The public algorithm is the default algorithm in Ory OAuth2 and OpenID Connect. It provides the same subject value (sub) to all clients. You can set this algorithm using the Ory CLI:

ory patch oauth2-config {project.id} \
  --replace "oidc/subject_identifiers/supported_types=[\"public\"]"

Pairwise Algorithm

The pairwise algorithm provides a different sub value to each client, ensuring that the clients cannot correlate the user's activities without permission. To use the pairwise algorithm, you must enable it and set /oidc/subject_identifiers/pairwise/salt. This salt is used to obfuscate the sub value.

To enable both algorithms, use the following configuration:

ory patch oauth2-config {project.id} \
  --replace "oidc/subject_identifiers/supported_types=[\"public\", \"pairwise\"]" \
  --replace "oidc/subject_identifiers/pairwise/salt=\"some-16-character-long-salt-REPLACEME\""
danger

Do not change the salt value once it is set in production. Changing it will cause all client applications to receive new user IDs from Ory, which can lead to serious complications with authentication.

Each OAuth 2.0 client has a configuration field called subject_type. The value of that subject_type is either public or pairwise. If the identifier algorithm is enabled, Ory will automatically choose the right strategy.
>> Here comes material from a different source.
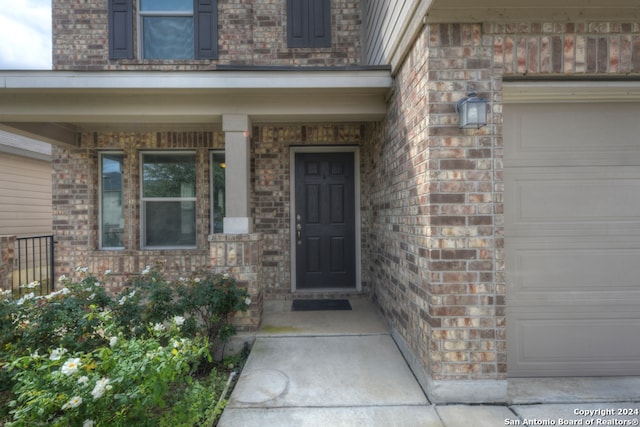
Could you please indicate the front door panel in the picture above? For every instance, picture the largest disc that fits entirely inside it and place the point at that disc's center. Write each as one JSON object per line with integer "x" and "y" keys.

While Ory handles sub obfuscation out of the box, you can also override this value with your own obfuscated sub value by setting force_subject_identifier when accepting the login request in your custom OAuth2 login app.
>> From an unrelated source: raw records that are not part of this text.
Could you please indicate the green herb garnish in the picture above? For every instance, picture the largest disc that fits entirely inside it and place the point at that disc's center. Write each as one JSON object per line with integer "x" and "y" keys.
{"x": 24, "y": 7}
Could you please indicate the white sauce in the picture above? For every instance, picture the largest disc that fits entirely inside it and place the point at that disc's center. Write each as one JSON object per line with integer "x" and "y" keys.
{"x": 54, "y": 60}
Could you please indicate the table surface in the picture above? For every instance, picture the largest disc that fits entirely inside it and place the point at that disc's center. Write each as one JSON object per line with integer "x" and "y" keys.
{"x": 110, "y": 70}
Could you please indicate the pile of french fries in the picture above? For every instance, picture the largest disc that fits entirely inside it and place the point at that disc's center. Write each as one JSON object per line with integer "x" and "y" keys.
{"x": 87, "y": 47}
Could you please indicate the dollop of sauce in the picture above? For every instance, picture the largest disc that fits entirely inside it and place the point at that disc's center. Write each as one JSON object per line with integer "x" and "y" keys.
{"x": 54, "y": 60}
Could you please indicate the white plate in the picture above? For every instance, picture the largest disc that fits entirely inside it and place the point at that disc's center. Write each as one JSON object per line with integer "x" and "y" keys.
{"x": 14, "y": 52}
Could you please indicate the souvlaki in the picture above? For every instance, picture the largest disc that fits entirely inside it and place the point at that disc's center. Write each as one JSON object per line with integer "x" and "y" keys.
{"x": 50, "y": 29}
Using login_hint with a different subject

If a user has already logged in with a subject (for example, user-A), and she wants to log in as another user using login_hint (for example, login_hint=user-B), directly accepting the latter login request in your login provider will cause an error:

Subject from payload doesn't match subject from previous authentication

To solve this issue, follow these steps:

  1. Get the OAuth 2.0 Login Request.

  2. Check if both subject and login_hint are not empty and not the same user.
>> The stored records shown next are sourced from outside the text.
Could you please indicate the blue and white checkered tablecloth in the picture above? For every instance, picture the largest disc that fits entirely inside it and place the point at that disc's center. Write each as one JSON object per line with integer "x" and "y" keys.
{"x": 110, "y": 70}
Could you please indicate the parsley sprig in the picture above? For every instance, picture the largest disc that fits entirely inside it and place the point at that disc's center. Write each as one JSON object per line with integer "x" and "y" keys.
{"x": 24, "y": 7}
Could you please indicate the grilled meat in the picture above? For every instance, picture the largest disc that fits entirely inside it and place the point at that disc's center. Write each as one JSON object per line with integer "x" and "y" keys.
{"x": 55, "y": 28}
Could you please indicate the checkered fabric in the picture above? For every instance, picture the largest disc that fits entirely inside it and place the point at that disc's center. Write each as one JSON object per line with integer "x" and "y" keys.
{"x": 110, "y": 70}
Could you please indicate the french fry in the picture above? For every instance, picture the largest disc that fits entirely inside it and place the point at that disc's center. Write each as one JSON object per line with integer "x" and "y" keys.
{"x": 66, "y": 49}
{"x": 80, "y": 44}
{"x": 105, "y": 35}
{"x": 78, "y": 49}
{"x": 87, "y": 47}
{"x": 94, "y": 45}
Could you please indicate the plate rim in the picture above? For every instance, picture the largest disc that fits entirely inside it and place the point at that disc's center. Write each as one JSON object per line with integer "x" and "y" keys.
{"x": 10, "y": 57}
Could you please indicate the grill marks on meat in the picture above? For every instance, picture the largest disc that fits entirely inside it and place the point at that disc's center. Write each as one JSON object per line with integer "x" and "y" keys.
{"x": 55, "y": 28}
  3. If they are different, redirect the browser to request_url and append ?prompt=login.

  4. Ory will now restart the flow and ignore the existing authentication, allowing your login provider to log in a different subject.

In summary, Ory OAuth2 and OpenID Connect offer two subject identifier algorithms to provide unique user IDs to clients while preserving user privacy. You can enable either one or both algorithms and override the obfuscated sub value with your own value. If you need to log in a different subject using ogin_hint, follow the above steps to avoid an error.